Visual distractions involve activities that take drivers’ eyes off the road. Actions that may visually distract motorists include looking at billboards, watching for an address, attending to passengers or pets, or reading directions. If they are not watching the road in front of them, drivers may not see changes in the traffic conditions, hazards, or other situations in time to react safely, or worse, they may miss them altogether.
Manual distractions, or activities that take one or both of motorists’ hands off the wheel, may cause drivers to lose control of their vehicles. Some of the most common manual distractions today’s motorists face include:
- Eating or drinking
- Changing the radio station
- Using the in-vehicle infotainment system
- Personal grooming
Without both hands on the steering wheel, motorists may lack the necessary command of their cars to maneuver them safely on the road.
Non-driving activities that take drivers’ minds off the task of operating their vehicles are known as cognitive distractions. These types of activities may include talking to a passenger or on the phone, using talk-to-text or voice-activated devices, or daydreaming. Drivers who lose focus while behind the wheel, even if only momentarily, may make errors that result in accidents or be unprepared to react and respond to emergencies or other situations on the road.
Driving and Cell Phones
Using cell phones is one of the most dangerous distracting behaviors motorists can engage in behind the wheel.
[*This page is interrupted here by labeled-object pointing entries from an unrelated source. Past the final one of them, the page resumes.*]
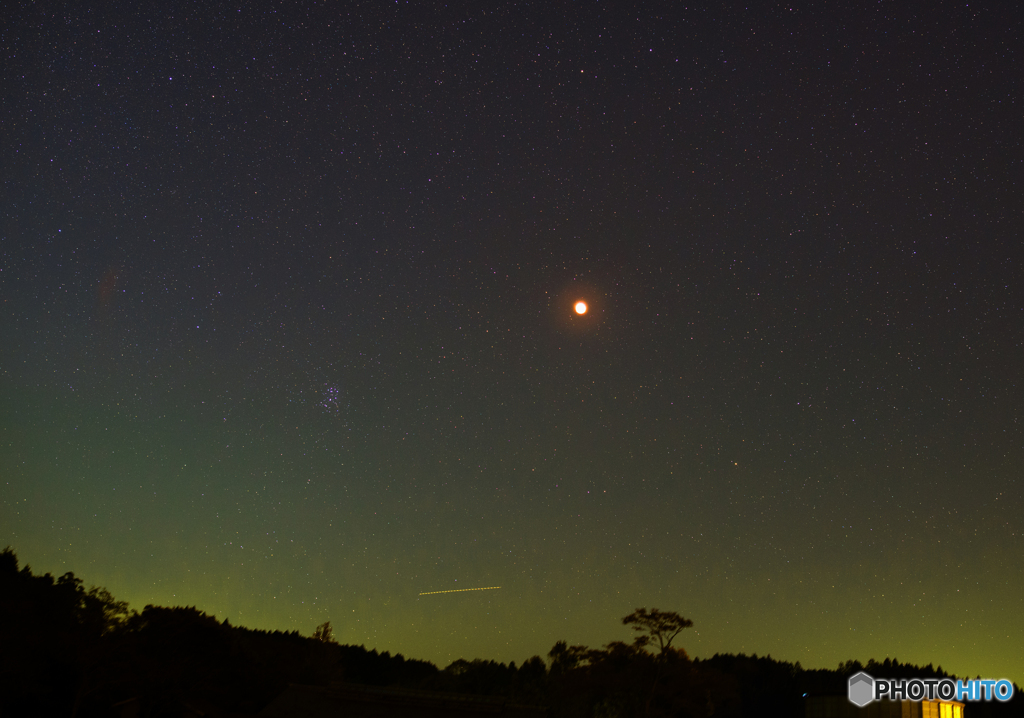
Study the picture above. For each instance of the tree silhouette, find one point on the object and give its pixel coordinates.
(662, 626)
(325, 633)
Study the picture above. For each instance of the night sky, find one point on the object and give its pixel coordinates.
(288, 327)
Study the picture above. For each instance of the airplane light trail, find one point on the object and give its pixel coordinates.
(460, 590)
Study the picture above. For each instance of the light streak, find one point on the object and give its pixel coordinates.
(460, 590)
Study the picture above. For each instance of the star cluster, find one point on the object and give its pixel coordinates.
(288, 313)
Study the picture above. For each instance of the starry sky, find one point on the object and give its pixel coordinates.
(288, 327)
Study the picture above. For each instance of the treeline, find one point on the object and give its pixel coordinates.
(71, 651)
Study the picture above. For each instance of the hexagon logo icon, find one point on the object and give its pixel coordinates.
(861, 689)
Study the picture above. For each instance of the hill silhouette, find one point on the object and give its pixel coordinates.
(66, 650)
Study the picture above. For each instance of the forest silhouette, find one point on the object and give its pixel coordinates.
(71, 651)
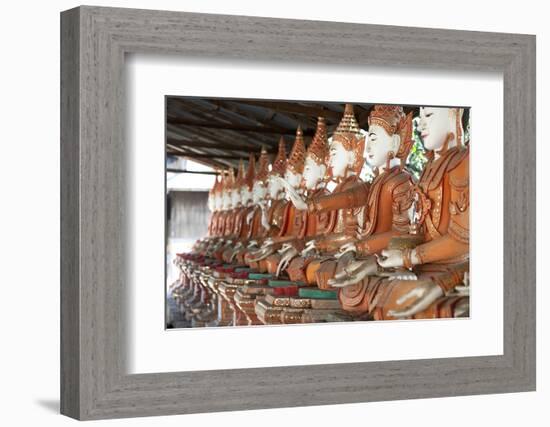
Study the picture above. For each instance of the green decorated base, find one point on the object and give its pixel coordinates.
(260, 276)
(317, 293)
(284, 283)
(243, 269)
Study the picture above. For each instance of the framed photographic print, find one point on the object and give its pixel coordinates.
(304, 212)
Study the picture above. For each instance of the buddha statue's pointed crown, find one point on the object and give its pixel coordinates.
(298, 154)
(280, 163)
(394, 121)
(250, 172)
(318, 150)
(229, 180)
(263, 166)
(239, 181)
(216, 187)
(348, 130)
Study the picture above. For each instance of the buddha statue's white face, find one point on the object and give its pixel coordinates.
(435, 124)
(339, 159)
(258, 192)
(226, 200)
(246, 195)
(313, 173)
(274, 187)
(235, 197)
(293, 178)
(211, 202)
(379, 145)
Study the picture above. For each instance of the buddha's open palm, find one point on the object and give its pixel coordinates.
(391, 258)
(418, 298)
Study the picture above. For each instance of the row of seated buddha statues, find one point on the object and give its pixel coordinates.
(284, 248)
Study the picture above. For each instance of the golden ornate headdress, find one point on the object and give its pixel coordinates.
(239, 181)
(298, 154)
(348, 131)
(386, 116)
(394, 121)
(318, 150)
(229, 180)
(263, 166)
(249, 177)
(280, 163)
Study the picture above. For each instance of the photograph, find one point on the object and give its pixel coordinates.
(292, 212)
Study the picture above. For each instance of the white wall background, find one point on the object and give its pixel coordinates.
(29, 213)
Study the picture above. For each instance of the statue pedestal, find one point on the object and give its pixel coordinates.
(245, 299)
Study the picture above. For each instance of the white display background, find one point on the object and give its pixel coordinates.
(29, 218)
(151, 77)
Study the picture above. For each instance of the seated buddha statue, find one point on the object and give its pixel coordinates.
(345, 162)
(439, 264)
(227, 216)
(244, 209)
(245, 228)
(387, 207)
(285, 225)
(313, 185)
(268, 200)
(214, 206)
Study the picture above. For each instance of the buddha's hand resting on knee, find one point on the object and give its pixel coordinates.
(418, 299)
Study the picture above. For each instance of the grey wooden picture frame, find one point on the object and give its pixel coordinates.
(94, 382)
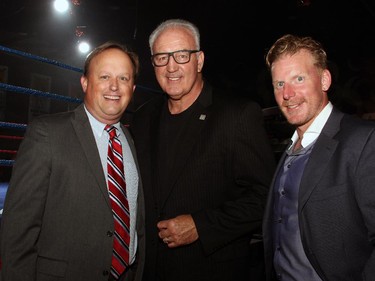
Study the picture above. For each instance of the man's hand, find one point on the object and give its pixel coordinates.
(178, 231)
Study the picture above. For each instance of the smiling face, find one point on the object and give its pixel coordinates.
(300, 88)
(108, 85)
(179, 81)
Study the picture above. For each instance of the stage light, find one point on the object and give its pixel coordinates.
(61, 5)
(83, 47)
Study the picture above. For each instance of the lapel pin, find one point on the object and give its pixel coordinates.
(202, 117)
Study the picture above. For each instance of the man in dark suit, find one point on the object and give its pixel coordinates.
(206, 165)
(320, 217)
(57, 222)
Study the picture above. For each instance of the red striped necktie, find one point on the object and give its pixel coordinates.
(119, 202)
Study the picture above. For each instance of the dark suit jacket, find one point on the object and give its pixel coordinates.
(336, 204)
(221, 178)
(57, 216)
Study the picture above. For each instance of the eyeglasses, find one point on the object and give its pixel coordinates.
(181, 57)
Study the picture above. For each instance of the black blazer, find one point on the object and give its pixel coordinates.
(336, 203)
(57, 211)
(221, 178)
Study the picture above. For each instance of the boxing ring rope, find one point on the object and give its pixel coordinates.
(28, 91)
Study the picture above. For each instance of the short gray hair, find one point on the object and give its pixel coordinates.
(173, 23)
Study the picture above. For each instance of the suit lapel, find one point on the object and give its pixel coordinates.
(322, 152)
(191, 136)
(86, 139)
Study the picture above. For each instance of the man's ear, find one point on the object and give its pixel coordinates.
(326, 80)
(200, 61)
(84, 83)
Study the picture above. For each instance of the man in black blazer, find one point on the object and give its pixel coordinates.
(320, 218)
(57, 222)
(206, 165)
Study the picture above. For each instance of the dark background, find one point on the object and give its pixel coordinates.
(235, 34)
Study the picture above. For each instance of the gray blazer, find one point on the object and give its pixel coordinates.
(57, 219)
(336, 204)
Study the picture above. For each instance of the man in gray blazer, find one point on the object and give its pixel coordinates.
(320, 217)
(57, 222)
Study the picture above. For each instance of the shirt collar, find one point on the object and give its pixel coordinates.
(98, 127)
(315, 128)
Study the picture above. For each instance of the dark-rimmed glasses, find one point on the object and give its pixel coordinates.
(180, 56)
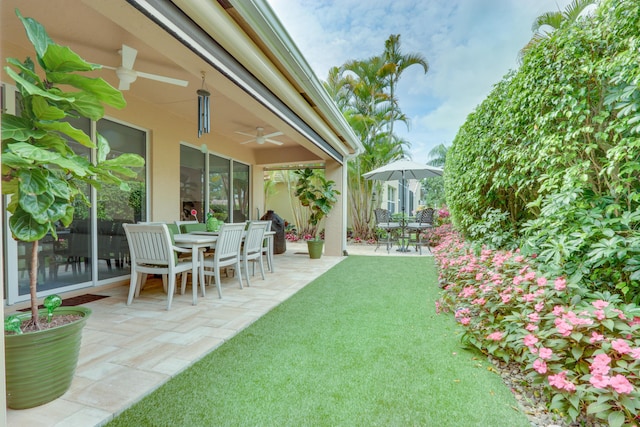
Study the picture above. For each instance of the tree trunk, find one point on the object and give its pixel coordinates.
(33, 284)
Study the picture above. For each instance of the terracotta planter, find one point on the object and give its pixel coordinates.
(40, 365)
(315, 248)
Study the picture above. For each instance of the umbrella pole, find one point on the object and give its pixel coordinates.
(403, 219)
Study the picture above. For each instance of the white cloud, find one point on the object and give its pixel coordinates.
(469, 44)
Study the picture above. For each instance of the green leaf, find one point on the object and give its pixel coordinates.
(32, 152)
(99, 88)
(36, 33)
(44, 111)
(25, 228)
(103, 148)
(26, 70)
(33, 181)
(18, 128)
(32, 89)
(67, 129)
(62, 59)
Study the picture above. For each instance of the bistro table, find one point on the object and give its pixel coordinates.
(196, 242)
(269, 235)
(404, 238)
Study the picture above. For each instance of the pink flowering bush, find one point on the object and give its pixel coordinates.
(584, 348)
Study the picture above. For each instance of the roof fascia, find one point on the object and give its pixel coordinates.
(266, 24)
(184, 26)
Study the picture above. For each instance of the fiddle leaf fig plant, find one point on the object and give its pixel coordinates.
(41, 173)
(317, 194)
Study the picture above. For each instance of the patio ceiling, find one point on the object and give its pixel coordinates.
(96, 30)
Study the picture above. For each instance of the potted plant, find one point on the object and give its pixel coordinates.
(317, 194)
(44, 178)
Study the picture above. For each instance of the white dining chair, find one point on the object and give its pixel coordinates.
(152, 252)
(252, 248)
(227, 253)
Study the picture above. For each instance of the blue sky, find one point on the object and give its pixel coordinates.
(469, 44)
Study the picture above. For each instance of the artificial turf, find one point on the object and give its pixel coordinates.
(359, 346)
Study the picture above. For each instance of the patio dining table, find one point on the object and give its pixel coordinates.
(198, 240)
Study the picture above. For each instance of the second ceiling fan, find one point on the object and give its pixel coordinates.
(127, 75)
(260, 138)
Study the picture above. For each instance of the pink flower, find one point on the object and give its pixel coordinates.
(600, 365)
(545, 353)
(530, 340)
(563, 327)
(495, 336)
(599, 381)
(540, 366)
(600, 304)
(621, 384)
(596, 337)
(621, 346)
(560, 381)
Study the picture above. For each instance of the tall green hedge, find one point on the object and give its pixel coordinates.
(554, 153)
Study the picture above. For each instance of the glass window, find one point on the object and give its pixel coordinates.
(391, 199)
(219, 175)
(240, 192)
(113, 209)
(191, 183)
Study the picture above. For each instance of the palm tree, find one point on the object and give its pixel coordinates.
(395, 64)
(554, 20)
(438, 155)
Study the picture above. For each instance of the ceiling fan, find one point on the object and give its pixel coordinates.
(128, 75)
(260, 137)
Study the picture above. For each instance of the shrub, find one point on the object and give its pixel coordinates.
(556, 145)
(583, 347)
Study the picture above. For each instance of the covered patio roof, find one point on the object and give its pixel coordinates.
(256, 75)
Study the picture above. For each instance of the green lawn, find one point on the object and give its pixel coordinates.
(360, 346)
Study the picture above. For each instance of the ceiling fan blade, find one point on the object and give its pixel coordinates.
(245, 134)
(163, 79)
(128, 56)
(272, 134)
(273, 141)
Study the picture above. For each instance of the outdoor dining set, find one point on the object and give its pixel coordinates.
(184, 247)
(406, 231)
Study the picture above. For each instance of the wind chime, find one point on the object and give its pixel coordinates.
(203, 109)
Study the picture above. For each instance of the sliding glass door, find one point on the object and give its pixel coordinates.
(225, 191)
(93, 249)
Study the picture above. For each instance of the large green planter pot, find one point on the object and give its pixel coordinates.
(40, 365)
(315, 248)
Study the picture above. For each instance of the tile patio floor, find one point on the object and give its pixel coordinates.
(129, 351)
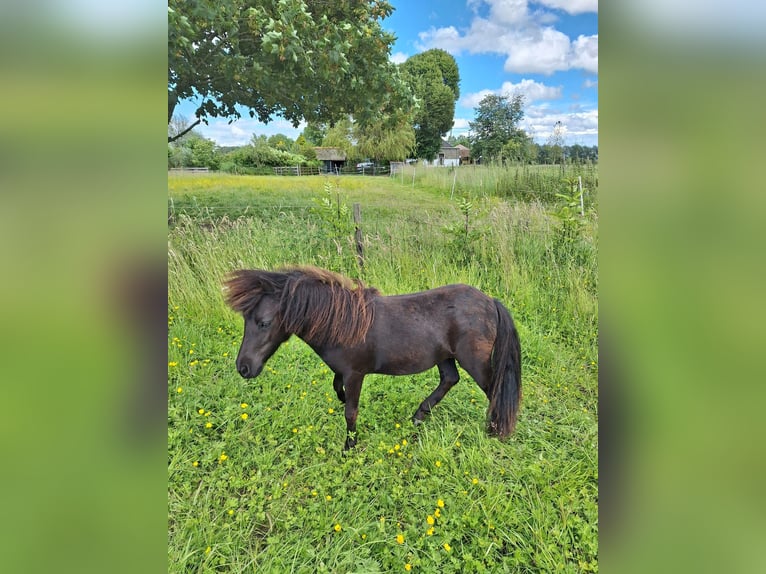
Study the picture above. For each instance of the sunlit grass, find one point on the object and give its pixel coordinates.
(272, 492)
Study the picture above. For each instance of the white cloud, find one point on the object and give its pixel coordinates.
(241, 131)
(525, 38)
(572, 6)
(531, 90)
(398, 57)
(460, 124)
(585, 53)
(579, 126)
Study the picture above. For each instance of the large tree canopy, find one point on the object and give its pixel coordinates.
(434, 78)
(299, 59)
(496, 124)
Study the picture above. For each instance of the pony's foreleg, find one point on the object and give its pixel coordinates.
(353, 389)
(448, 377)
(337, 384)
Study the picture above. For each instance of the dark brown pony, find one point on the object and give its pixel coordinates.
(356, 331)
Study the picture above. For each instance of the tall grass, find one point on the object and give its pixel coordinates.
(272, 493)
(519, 182)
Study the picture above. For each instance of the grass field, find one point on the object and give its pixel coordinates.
(257, 478)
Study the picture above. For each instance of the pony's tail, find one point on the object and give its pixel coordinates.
(505, 389)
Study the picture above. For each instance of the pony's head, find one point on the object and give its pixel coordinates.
(319, 306)
(256, 294)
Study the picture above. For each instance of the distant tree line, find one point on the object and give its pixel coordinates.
(327, 64)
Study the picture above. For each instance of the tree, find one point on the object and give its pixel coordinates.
(299, 59)
(341, 136)
(314, 133)
(380, 141)
(434, 79)
(556, 143)
(495, 124)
Texting while driving is particularly hazardous as it involves all three types of distraction. Reading or sending a text message takes approximately five seconds. According to the CDC, a driver who reads or sends a text while driving 55 mph travels the length of a football field with his or her eyes off the road, hands off the wheel, and focus diverted from the operation of the vehicle.
To improve their safety, many drivers use their vehicles’ connectivity features, which allow them to use certain phone features through their car’s infotainment systems or other hands-free options. However, using such technologies does not eliminate the cognitive workload such activities cause drivers, and in some cases, they may only add to the mental tasks a driver is performing while behind the wheel.
How Can Drivers Avoid Distractions?
Developing and maintaining good driving habits may help drivers avoid becoming distracted, reducing the risk of serious accidents. While it may seem that distractions of all types bombard today’s drivers from all angles and are impossible to prevent, there are steps people can take to cut many driving interferences out and help keep themselves and others safe. Some habits that may help people avoid distractions while behind the wheel include:
- Making any vehicle or system adjustments before hitting the road
- Storing any loose possessions or gear that may roll around while the car is in motion
- Using cell phones only for emergency situations
- Refraining from eating meals or snacks
- Checking the route and traffic conditions before leaving
- Finishing all personal grooming and dressing before leaving
Whether it is a child in the backseat that wants something, an urgent phone call, or a need to check the directions, when other activities demand drivers’ attention, motorists should pull off the road and stop their vehicles. Once stopped in a safe area, drivers may handle whatever issues they need to and not pose a risk to themselves, their passengers, or those with whom they share the road. To help ensure distractions do not tempt them while behind the wheel, motorists may find it helpful to store their phones or other electronic devices or to turn off their notifications until they reach their destinations.